Pros and Cons

Reasons to Use

The use of ASMs provides a more recent view of the database than other forms of backup. Handoff typically loses only a small number of recently committed transactions. The time scale for data loss is comparable to the ping interval. If the ping interval is longer than the specified ping timeout, nodes will be evicted and presumably the database administrator will be aware that there is a problem. In contrast, restoring a backup loses all transactions committed after the last backup. The time scale for data loss is the interval between backups.

The use of ASMs allows the database to recover after a disaster more quickly than the time needed to restore a large backup. Archives already exist and are already populated. They just need to be reset to the most recent consistent state.

The network latency between geographically remote data centers is higher than the network latency between adjacent racks in the same data center. This increased message latency would seriously degrade NuoDB performance if there were active Storage Managers (SMs) in a remote data center. The use of ASMs avoids this performance degradation.

Reasons Not to Use

The use of ASMs is expensive because it requires at least one extra data center.
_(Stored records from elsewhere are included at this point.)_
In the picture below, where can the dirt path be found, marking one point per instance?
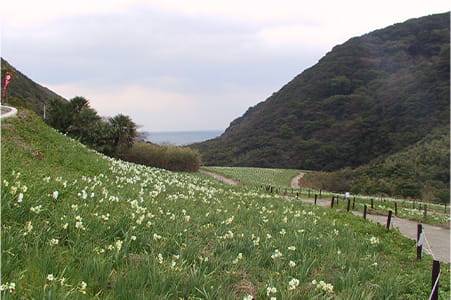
(220, 177)
(437, 241)
(295, 181)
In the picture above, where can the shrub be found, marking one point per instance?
(166, 157)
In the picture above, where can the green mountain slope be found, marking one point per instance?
(420, 171)
(371, 96)
(78, 225)
(24, 92)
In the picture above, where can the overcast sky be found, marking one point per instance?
(179, 65)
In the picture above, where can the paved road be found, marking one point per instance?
(7, 111)
(437, 242)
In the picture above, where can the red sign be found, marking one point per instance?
(8, 77)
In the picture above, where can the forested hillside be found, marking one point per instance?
(370, 97)
(420, 171)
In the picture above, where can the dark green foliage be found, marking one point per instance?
(166, 157)
(369, 97)
(78, 120)
(421, 171)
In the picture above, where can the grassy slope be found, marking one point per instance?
(258, 176)
(121, 231)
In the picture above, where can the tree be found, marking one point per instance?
(123, 130)
(59, 115)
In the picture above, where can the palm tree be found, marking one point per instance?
(124, 131)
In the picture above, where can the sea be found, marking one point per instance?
(180, 138)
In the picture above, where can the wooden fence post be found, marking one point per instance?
(420, 239)
(435, 279)
(389, 219)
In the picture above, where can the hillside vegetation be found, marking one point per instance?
(421, 171)
(24, 92)
(76, 118)
(79, 225)
(370, 97)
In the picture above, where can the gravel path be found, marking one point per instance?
(437, 242)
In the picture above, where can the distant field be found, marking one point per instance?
(79, 225)
(258, 176)
(280, 179)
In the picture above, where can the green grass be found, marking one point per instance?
(117, 230)
(280, 178)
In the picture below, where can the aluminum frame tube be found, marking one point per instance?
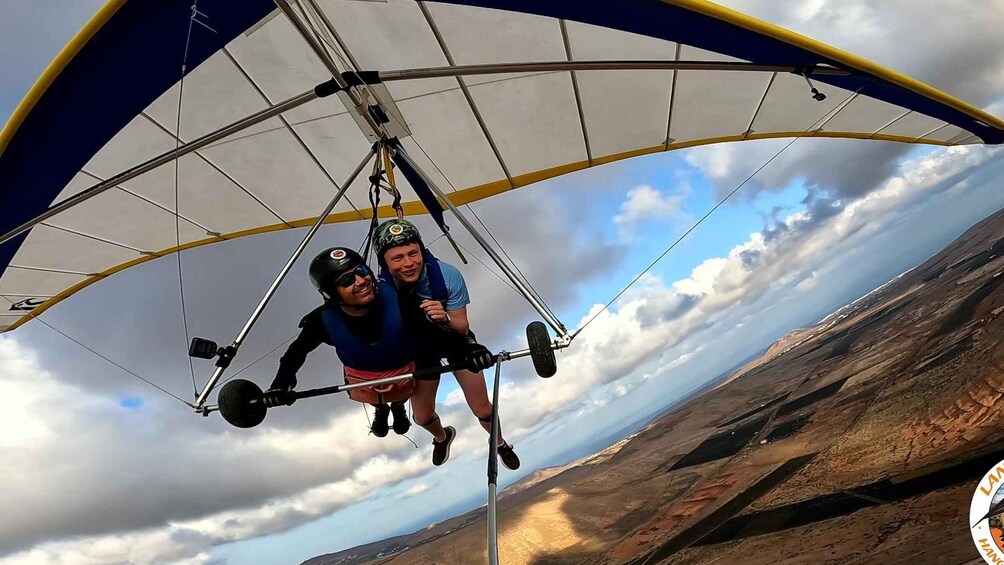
(554, 66)
(282, 274)
(493, 470)
(555, 324)
(328, 63)
(163, 159)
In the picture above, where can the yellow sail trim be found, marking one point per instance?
(462, 197)
(55, 67)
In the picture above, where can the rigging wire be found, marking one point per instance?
(106, 359)
(471, 210)
(681, 238)
(178, 228)
(829, 114)
(252, 363)
(489, 269)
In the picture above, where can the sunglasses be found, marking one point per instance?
(348, 279)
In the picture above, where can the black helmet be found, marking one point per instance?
(330, 265)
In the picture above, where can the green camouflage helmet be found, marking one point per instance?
(394, 233)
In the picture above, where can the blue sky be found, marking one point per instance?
(309, 481)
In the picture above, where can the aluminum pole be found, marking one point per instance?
(556, 66)
(282, 274)
(163, 159)
(493, 471)
(537, 305)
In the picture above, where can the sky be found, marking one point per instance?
(99, 468)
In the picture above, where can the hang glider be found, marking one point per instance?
(486, 95)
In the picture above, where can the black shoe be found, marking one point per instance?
(379, 426)
(509, 458)
(441, 450)
(401, 422)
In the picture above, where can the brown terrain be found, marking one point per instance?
(857, 441)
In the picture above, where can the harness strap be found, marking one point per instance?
(431, 419)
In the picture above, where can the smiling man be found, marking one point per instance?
(374, 336)
(439, 289)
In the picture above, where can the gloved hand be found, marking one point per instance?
(278, 396)
(478, 358)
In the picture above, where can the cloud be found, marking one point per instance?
(645, 203)
(657, 327)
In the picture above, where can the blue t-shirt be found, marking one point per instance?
(455, 286)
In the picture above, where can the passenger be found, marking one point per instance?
(375, 336)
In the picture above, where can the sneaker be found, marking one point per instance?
(401, 422)
(441, 450)
(379, 428)
(509, 458)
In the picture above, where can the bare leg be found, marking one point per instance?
(424, 406)
(476, 393)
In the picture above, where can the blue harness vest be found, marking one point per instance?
(391, 350)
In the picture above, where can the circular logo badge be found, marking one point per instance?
(985, 516)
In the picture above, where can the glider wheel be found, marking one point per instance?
(241, 403)
(540, 349)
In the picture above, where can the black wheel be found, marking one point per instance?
(241, 403)
(540, 349)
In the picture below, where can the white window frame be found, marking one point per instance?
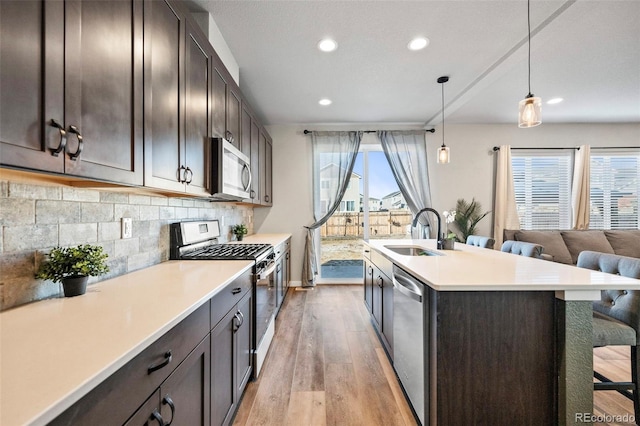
(558, 171)
(614, 190)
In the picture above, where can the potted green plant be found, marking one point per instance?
(239, 231)
(449, 237)
(468, 214)
(72, 266)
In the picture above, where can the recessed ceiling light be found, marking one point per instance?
(418, 43)
(327, 45)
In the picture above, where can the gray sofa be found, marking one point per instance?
(565, 246)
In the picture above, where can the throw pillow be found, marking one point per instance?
(625, 242)
(578, 241)
(551, 241)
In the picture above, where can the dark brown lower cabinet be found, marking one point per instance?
(177, 364)
(183, 399)
(368, 285)
(378, 298)
(231, 360)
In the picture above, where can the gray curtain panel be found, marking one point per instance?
(334, 154)
(406, 152)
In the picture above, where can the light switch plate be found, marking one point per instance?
(127, 227)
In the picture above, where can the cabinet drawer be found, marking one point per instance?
(124, 391)
(231, 294)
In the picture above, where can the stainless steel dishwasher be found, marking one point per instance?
(409, 296)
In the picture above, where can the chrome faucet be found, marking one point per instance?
(439, 236)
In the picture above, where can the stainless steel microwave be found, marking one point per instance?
(231, 172)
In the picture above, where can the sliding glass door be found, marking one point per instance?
(371, 208)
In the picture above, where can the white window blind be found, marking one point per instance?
(542, 182)
(615, 185)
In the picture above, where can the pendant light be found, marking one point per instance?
(530, 107)
(443, 151)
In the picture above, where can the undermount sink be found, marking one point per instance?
(412, 251)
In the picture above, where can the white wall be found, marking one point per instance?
(470, 173)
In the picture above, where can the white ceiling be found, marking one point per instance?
(585, 51)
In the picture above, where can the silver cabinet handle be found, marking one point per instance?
(63, 138)
(407, 287)
(76, 131)
(248, 169)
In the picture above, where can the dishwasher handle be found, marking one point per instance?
(407, 286)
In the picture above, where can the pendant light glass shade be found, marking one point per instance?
(443, 154)
(530, 108)
(530, 112)
(443, 151)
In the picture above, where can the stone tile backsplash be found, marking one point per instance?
(34, 218)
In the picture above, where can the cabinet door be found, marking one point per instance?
(376, 301)
(233, 116)
(103, 89)
(148, 414)
(278, 279)
(222, 370)
(286, 271)
(368, 286)
(255, 162)
(164, 88)
(244, 346)
(219, 107)
(197, 134)
(245, 132)
(185, 395)
(265, 169)
(387, 313)
(32, 41)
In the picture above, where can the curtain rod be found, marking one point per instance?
(306, 132)
(497, 148)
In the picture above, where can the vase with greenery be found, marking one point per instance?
(239, 231)
(72, 266)
(468, 214)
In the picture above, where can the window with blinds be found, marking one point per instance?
(615, 185)
(542, 182)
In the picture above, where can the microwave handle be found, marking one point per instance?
(246, 166)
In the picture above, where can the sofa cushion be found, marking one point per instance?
(578, 241)
(552, 242)
(625, 242)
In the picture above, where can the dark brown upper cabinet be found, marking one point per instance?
(71, 87)
(178, 64)
(255, 162)
(233, 116)
(219, 101)
(245, 132)
(265, 169)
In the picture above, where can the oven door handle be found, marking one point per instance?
(268, 271)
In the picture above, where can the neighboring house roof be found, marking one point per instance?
(393, 194)
(322, 169)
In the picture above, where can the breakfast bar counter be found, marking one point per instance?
(507, 338)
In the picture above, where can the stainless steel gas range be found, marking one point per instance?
(198, 240)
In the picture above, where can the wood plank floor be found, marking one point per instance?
(326, 367)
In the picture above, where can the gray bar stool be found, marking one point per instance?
(616, 319)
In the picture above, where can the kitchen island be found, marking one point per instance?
(507, 339)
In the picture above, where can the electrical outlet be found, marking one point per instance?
(127, 227)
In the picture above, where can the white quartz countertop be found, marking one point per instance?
(469, 268)
(273, 239)
(55, 351)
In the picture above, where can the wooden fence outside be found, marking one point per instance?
(381, 223)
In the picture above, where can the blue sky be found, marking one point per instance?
(381, 181)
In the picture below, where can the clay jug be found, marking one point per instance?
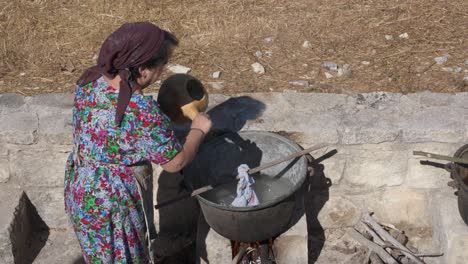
(181, 97)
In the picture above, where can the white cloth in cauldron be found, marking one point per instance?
(245, 193)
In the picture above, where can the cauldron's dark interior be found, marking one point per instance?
(265, 187)
(463, 168)
(219, 158)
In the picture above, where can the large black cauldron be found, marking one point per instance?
(460, 173)
(217, 161)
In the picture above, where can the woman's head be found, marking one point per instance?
(142, 46)
(148, 72)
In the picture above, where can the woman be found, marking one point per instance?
(117, 132)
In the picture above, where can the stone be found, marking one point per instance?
(45, 167)
(312, 103)
(439, 124)
(334, 167)
(369, 126)
(426, 176)
(56, 127)
(331, 66)
(442, 59)
(50, 206)
(457, 253)
(291, 249)
(398, 206)
(344, 70)
(429, 99)
(328, 75)
(338, 212)
(211, 247)
(11, 102)
(21, 129)
(177, 68)
(403, 36)
(217, 86)
(375, 168)
(258, 54)
(449, 228)
(61, 247)
(302, 83)
(9, 200)
(60, 100)
(258, 68)
(4, 169)
(268, 53)
(216, 74)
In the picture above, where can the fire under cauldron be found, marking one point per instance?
(276, 187)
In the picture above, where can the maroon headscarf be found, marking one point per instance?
(129, 46)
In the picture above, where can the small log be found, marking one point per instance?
(372, 246)
(440, 157)
(367, 218)
(375, 259)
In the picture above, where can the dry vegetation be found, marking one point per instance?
(46, 44)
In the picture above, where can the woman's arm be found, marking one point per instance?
(201, 125)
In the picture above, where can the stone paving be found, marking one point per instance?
(374, 169)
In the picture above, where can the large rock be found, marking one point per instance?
(39, 167)
(375, 168)
(19, 128)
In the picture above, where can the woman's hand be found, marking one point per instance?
(203, 122)
(201, 125)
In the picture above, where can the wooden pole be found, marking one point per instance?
(440, 157)
(251, 171)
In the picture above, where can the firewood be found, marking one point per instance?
(375, 259)
(372, 246)
(369, 220)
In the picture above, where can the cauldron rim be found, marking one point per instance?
(270, 203)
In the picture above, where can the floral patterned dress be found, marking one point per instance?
(101, 193)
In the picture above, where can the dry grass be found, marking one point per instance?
(45, 45)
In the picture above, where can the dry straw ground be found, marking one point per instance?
(46, 44)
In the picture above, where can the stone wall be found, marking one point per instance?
(374, 169)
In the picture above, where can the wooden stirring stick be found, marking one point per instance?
(251, 171)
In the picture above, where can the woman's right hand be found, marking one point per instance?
(203, 122)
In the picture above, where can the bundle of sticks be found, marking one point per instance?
(386, 244)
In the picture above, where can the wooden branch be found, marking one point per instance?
(372, 246)
(375, 259)
(367, 218)
(440, 157)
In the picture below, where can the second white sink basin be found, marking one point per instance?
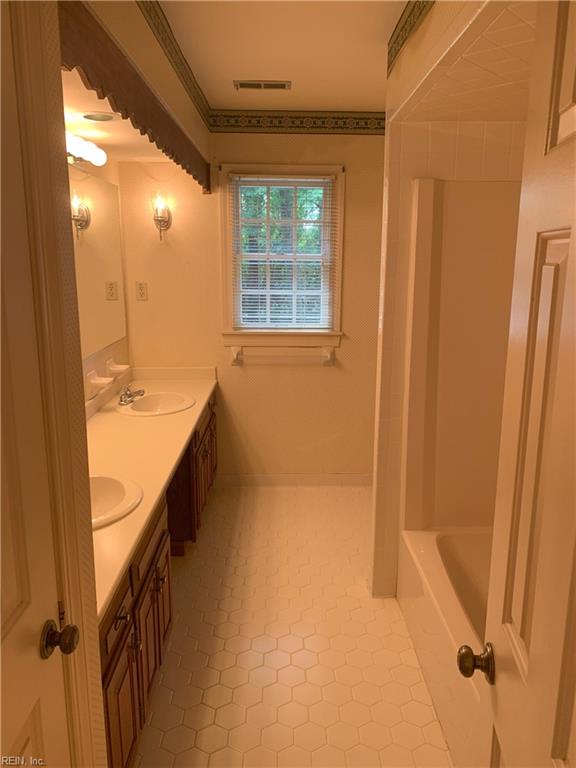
(157, 404)
(112, 499)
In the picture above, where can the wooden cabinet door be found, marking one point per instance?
(181, 517)
(121, 704)
(201, 465)
(164, 591)
(213, 448)
(146, 617)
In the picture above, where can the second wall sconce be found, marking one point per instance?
(80, 215)
(162, 215)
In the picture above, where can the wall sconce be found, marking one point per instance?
(80, 215)
(162, 215)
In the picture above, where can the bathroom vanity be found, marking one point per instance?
(173, 458)
(133, 636)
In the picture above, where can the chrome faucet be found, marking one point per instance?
(127, 396)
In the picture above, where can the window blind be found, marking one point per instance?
(285, 258)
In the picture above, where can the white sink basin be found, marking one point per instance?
(112, 499)
(157, 404)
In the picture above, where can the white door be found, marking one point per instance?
(34, 717)
(532, 601)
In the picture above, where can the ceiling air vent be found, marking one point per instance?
(263, 85)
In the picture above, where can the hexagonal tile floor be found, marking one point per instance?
(278, 655)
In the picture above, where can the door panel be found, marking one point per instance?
(33, 699)
(531, 611)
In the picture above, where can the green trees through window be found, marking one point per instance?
(283, 246)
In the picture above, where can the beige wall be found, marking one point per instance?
(274, 420)
(127, 25)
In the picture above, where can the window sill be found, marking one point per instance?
(282, 347)
(263, 338)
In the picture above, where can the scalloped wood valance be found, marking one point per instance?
(104, 68)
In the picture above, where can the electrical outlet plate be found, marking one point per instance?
(111, 290)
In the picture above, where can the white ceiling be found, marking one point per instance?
(118, 137)
(333, 52)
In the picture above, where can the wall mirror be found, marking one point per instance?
(98, 258)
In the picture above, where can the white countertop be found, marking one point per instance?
(145, 450)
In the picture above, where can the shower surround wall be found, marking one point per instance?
(278, 423)
(448, 151)
(459, 327)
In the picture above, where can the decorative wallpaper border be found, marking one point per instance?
(412, 15)
(253, 121)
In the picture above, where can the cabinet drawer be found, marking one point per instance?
(116, 621)
(147, 549)
(121, 704)
(203, 422)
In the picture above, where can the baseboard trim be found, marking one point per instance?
(234, 480)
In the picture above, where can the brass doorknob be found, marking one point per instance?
(468, 662)
(67, 640)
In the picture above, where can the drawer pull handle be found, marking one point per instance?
(121, 618)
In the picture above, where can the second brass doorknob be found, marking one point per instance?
(468, 662)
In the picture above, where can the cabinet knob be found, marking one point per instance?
(123, 617)
(67, 640)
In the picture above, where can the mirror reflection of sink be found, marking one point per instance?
(157, 404)
(112, 499)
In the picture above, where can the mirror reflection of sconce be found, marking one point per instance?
(162, 215)
(80, 215)
(78, 148)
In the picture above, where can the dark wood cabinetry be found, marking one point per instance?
(186, 496)
(121, 701)
(133, 638)
(134, 630)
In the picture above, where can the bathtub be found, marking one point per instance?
(442, 590)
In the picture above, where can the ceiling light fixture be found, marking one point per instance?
(81, 149)
(101, 117)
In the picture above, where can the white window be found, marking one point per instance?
(283, 252)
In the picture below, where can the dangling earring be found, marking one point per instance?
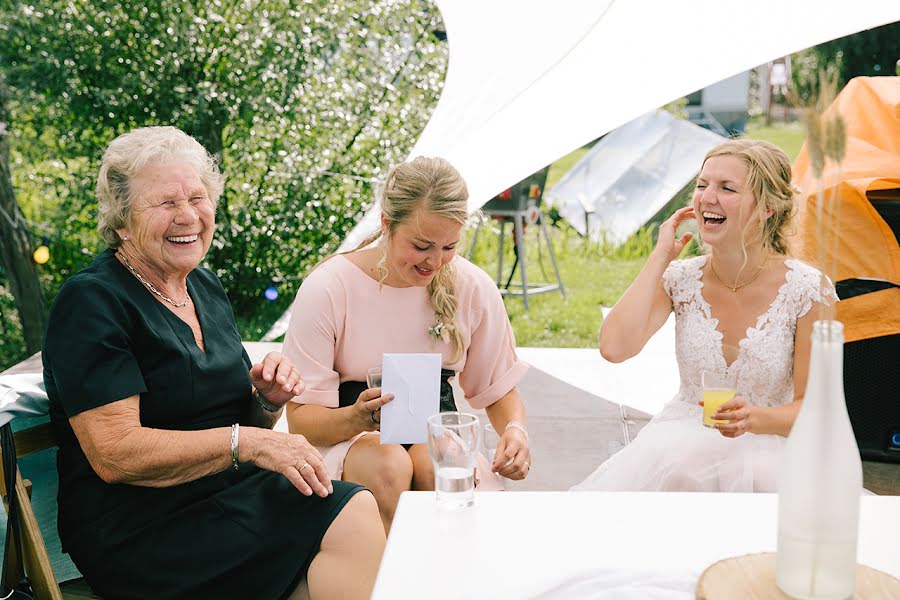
(381, 265)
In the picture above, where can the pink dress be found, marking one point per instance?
(342, 321)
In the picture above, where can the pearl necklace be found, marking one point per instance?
(152, 288)
(735, 288)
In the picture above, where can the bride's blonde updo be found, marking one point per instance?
(769, 179)
(430, 184)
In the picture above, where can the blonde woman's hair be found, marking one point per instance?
(139, 148)
(769, 180)
(430, 184)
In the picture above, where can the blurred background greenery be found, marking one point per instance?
(306, 105)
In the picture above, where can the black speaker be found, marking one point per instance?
(872, 390)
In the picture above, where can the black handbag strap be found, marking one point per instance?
(13, 534)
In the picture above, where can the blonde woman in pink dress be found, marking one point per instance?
(408, 293)
(747, 294)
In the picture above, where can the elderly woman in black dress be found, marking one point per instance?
(172, 482)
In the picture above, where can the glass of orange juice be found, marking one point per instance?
(718, 388)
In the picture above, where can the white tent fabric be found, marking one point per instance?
(629, 175)
(529, 80)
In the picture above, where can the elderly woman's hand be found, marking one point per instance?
(276, 379)
(289, 454)
(737, 414)
(512, 459)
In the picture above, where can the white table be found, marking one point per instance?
(517, 544)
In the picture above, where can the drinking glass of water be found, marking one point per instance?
(453, 440)
(373, 377)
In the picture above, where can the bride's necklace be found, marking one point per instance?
(152, 288)
(735, 288)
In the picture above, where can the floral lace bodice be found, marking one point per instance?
(766, 355)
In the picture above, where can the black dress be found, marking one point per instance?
(244, 533)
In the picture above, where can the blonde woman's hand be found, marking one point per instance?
(736, 412)
(667, 244)
(367, 409)
(512, 459)
(289, 454)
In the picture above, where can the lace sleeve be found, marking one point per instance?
(681, 279)
(810, 286)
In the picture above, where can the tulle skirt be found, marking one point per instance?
(675, 452)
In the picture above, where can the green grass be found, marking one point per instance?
(788, 136)
(592, 274)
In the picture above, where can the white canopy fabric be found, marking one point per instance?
(630, 175)
(529, 80)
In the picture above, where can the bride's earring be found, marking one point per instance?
(381, 265)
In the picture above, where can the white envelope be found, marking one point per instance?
(415, 382)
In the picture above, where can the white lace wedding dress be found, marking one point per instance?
(674, 451)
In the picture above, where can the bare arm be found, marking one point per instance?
(121, 450)
(512, 458)
(324, 426)
(644, 306)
Each passive data center requires at least one AP, at least one SM, and storage for at least one archive+journal. All this hardware must be running continuously to provide full coverage. In contrast, backups do not require a lot of extra resources. Use ASMs when the potential cost of losing data in a disaster outweighs the added expense.

High-bandwidth network connections between data centers might be much more expensive than network connections between nodes in the same data center. Thus any multi-data-center deployment might be more expensive than a single data center.

If the passive data center goes down, the use of ASMs does not protect transactions that occur while it is down nor while the Asynchronous Storage Managers (ASMs) are syncing their archives after coming back up. This can be alleviated by running multiple passive data centers, but that multiplies hardware and network expense.

The use of ASMs does not care about network latency, but it needs sufficient network bandwidth between data centers to carry all replication traffic. If the network cannot keep up, active TEs will buffer replication messages, forcing them to throttle their performance or run out of memory.

There are no special network address requirements so long as nodes in different data centers can communicate. NuoDB requires that every node be able to communicate with every other node and ASMs are no exception. NuoDB does not tolerate dropped network connections. If a network connection is broken, at least one of the two nodes that are no longer connected will fail and must be restarted. Network connections between data centers might be less reliable than connections within one data center.

The use of ASMs does not completely protect all committed transactions when a disaster occurs. If total protection is necessary, you must use an active/active configuration with active SMs in a remote data center and safe commit mode. That configuration will protect all committed transactions, but performs more slowly due to network latency.